Forced convection from a circular cylinder in pulsating flow with and without the presence of porous media

This paper examines the changes to the flow and heat transfer induced by a non-zero mean sinusoidally varying flow past a cylinder. This is done by simulating steady and pulsatile forced convective flows over a circular cylinder placed in either a horizontal empty or a porous medium filled channel. The incompressible Navier-Stokes equations are used for the empty channel, and the Darcy-Brinkmann-Forchheimer momentum and the two-equation energy LTNE models in the porous-material filled channel.

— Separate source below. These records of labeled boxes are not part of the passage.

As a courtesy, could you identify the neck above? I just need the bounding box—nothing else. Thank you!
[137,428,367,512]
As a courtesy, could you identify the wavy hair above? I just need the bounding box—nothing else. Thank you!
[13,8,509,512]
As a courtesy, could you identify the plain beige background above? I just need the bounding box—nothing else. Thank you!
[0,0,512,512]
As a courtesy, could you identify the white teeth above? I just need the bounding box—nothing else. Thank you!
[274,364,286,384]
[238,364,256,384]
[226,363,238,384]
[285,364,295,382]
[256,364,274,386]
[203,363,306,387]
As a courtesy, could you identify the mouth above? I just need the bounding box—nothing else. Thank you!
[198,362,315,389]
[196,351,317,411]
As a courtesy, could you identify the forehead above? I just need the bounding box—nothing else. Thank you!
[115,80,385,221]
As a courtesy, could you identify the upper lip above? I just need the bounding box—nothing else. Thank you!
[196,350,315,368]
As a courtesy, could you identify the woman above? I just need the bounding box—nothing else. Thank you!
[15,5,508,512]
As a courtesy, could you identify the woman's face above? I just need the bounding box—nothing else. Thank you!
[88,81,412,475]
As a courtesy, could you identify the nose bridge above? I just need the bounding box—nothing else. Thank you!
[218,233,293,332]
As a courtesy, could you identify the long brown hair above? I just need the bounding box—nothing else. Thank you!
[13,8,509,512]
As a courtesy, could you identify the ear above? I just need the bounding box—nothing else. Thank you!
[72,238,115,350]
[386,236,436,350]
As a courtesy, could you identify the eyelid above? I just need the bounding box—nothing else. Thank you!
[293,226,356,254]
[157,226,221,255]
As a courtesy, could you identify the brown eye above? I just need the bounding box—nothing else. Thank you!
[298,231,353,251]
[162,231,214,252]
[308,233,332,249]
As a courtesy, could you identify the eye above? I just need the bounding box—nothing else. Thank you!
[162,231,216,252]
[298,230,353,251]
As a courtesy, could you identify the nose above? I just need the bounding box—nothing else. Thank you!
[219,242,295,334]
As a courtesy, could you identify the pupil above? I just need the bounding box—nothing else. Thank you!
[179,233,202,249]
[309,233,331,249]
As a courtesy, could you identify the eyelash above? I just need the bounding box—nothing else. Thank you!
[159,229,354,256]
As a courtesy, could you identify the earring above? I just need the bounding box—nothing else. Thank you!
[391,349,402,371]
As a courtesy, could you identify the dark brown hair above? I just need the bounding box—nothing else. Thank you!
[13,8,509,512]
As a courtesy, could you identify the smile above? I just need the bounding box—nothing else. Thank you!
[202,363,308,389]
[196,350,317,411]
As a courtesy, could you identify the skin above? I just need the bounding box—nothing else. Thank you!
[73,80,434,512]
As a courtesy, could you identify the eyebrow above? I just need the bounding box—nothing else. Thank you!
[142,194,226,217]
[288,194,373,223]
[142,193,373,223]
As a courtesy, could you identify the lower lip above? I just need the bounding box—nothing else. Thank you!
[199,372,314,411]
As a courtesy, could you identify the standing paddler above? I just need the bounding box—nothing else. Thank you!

The effects of pulsation frequency St and amplitude A on heat transfer are quantified, as the Reynolds number (ReD = 1-250) and type of porous material (kr = 0.1, 1.0, 10, 100) are varied, whilst keeping the structural properties of the porous medium constant. In the empty (non-filled) channel, initially steady and then unsteady wakes evolve with an increase in Reynolds number. For the time-dependent case, two kinds of wake structure, namely fully periodic and quasi-periodic shedding, are observed depending on the values of Reynolds number, oscillation amplitude and forcing frequency. For the porous-medium filled channel simulations, a highly stable flows results, i.e., without forming extended wakes in the regions behind and in front of the cylinder, due to the damping from the porous medium. This is true even at high amplitudes, e.g., A > 1.0, which generates reverse flow in the channel. In general, using porous media promotes much higher heat transfer enhancement from the cylinder than that promoted by using pulsating flow, particularly at higher Reynolds number. But, a significant thermal benefit can be achieved by combining both schemes; however, only at the higher Reynolds numbers studied.